Ok, so what issues will arise if we time out a prepared tx? If we don't time it out, aren't we in the same boat, i.e. transactions hanging around forever that would never be committed.BTW, do you include inflight but unprepared tx in the list returned by a recover call on the XAResource?
No, we currently only return tx's in the prepared state. -
28. Re: XA resource and setting the timeout
ataylor Nov 5, 2008 6:16 AM (in response to ataylor)Better to store create time rather than expire time. That allows for the user to dynamically change timeout value.
-
29. Re: XA resource and setting the timeout
jhalliday Nov 5, 2008 6:21 AM (in response to ataylor)> You're saying we should only timeout unprepared txs? If so, why?

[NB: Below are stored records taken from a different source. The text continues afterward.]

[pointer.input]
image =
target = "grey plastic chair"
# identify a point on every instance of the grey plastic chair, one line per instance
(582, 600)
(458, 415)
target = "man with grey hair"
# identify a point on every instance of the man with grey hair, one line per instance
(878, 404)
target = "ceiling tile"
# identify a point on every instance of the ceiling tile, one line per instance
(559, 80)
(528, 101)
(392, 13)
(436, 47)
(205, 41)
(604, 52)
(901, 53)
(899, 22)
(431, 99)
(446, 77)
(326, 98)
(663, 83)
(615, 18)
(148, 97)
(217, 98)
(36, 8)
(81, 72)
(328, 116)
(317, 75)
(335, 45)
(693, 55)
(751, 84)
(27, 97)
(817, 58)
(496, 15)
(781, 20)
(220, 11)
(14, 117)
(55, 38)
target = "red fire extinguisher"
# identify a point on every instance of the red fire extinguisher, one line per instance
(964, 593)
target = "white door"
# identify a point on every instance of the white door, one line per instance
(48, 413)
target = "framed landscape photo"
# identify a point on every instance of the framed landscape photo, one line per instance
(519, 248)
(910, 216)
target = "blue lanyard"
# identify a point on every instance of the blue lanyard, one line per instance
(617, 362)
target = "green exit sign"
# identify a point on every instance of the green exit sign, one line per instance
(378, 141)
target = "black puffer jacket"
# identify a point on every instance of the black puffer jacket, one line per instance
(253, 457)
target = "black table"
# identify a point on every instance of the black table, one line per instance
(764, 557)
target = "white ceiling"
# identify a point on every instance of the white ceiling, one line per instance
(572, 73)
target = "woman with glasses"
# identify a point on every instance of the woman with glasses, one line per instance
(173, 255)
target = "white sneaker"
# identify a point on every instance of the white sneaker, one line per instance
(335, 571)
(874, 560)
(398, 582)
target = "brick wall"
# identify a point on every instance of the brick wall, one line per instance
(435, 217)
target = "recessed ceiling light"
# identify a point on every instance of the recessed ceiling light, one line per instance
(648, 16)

Let's go back to my quote from the XA spec:
"An RM can mark a transaction branch as rollback-only any time except after a successful prepare. ...An RM can also unilaterally roll back and forget a branch any time except after a successful prepare."
Timeouts allow an RM to walk away from an unprepared tx that it thinks may have been abandoned. It's useful to cover e.g. client crashes. It does not lead to an inconsistent tx outcome since the tx is presumed abort at that stage anyhow.
Unilaterally deciding to rollback a prepared branch is a much bigger deal as it can lead to heuristics. It can be done, but needs a lot more thought and logging.
Personally I'd avoid automating post-prepare rollbacks and instead provide a tool that admins can use to manually force a tx outcome. Since it may lead to data inconsistency it's not a decision to be made lightly and the best course of action usually needs some understanding of the business context e.g. in some cases it's better to stay blocked for consistency, whilst in others availability concerns may make a rollback+manual data reconciliation a more attractive option.
> No, we just include prepared txs
ok, that's fine. Some systems will include the unprepared ones too, on the basis that the tx manager will rollback any it does not recognise, which means they get cleaned up sooner than a timeout may achieve. It's not a common approach though.